Existe el mito -ampliamente difundido- de que los hombres siempre quedan satisfechos después del sexo, ya que alcanzar el placer les resulta muy sencillo -al menos más que a nosotras-. Sin embargo, la creencia de que se excitan fácilmente y llegan al orgasmo en cada relación, dista bastante de la realidad.

La verdad es que ellos se pueden decepcionar de un encuentro amoroso al igual que vosotras, e incluso tener problemas para alcanzar la excitación necesaria en el juego previo. Eso, entre otros detalles relativos al sexo que definitivamente ¡detestan!

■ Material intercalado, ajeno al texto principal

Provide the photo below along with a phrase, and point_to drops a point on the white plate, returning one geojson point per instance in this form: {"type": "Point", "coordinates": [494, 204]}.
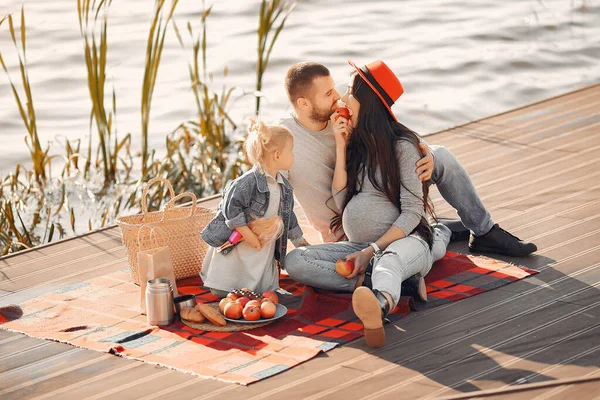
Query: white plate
{"type": "Point", "coordinates": [279, 312]}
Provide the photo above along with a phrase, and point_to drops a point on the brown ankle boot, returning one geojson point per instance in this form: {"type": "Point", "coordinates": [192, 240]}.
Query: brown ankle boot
{"type": "Point", "coordinates": [371, 306]}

Cosas que los hombres odian del sexo

1. Conseguir la erección no siempre es fácil

Aunque es habitual creer que están siempre listos, lo cierto es que a veces les demora un poco poner las cosas “en su punto”. Peor aún, se sienten presionados de tener un buen desempeño y estar rápidamente dispuestos para la faena, lo que no contribuye en el logro de su objetivo. En ocasiones, el comienzo puede ser desastroso, así que procurad ser benévolas con ellos. Recordad que nada es automático.

2. Desvestirse es un lío

En las películas se muestra una verdadera coreografía entre la pareja protagónica para quitarse la ropa muy sensualmente. Sin embargo, la realidad es otra y hay prendas que lían bastante a la hora de tomar acción. ¿Ejemplo? Los calcetines. Quitárselos con dignidad es todo un arte, y ellos son rudimentarios en estos menesteres. Similar es el caso del calzado. ¿Otra prenda compleja? El cinturón. A veces se traba y seguro vosotras mismas habéis tenido problemas con él. Pues bien, ese es otro asunto que para nada les mola.

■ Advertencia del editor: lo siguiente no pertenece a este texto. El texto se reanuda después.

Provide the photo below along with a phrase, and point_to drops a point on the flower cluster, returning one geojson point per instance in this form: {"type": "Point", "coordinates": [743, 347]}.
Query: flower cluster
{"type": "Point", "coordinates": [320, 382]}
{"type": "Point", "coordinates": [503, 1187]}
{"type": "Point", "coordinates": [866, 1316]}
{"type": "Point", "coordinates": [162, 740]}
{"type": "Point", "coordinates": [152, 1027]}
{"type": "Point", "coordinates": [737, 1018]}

3. Apuntar al momento preciso

Es una de las cosas que los hombres odian del sexo, aunque no siempre se converse. Para ellos es toda una complicación saber si vosotras estáis lo suficientemente lubricadas. Tampoco se atreven a preguntarlo, pues se supone que debieran saberlo. En más de una ocasión se han anticipado, y les ha resultado bochornoso.

4. Controlar la eyaculación es más difícil de lo que parece

Varias parejas utilizan el “coitus interruptus” como método de refuerzo a la anticoncepción. Sin embargo, para él dominarlo no siempre es sencillo. Por eso, hay casos en que no pueden controlar la eyaculación.

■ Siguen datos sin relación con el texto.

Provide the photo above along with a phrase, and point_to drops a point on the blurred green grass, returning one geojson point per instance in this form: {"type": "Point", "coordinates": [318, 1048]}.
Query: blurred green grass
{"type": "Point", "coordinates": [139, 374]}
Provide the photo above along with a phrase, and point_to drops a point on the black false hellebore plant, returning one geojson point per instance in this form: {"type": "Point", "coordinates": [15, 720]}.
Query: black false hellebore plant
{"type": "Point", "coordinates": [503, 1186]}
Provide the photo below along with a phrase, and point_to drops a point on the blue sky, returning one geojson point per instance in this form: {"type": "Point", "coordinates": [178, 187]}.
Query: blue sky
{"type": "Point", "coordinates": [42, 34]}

5. No siempre es satisfactorio

El mito es claro, específico y de amplia difusión: ellos siempre terminan contentos después de intimar. Sin embargo, aunque matarían porque tal cosa fuese real, lo cierto es que tienen las mismas posibilidades que vosotras de lograr un coito satisfactorio. Más de una vez les ocurre que no consiguen llegar al orgasmo o quedan decepcionados del desempeño de sus compañeras, producto de las altas expectativas.

Por supuesto, el hecho de no eyacular es algo que prefieren obviar y evitan a toda costa reconocer que no llegaron al orgasmo. Eso los inseguriza respecto a sus propias capacidades amatorias, así que -aunque no lo creáis- ¡ellos también fingen alcanzar el Paraíso!

Como veis, son varias las cosas que los hombres odian del sexo, por lo que no todo es tan perfecto como parece. ¡A que ni siquiera lo habíais pensado!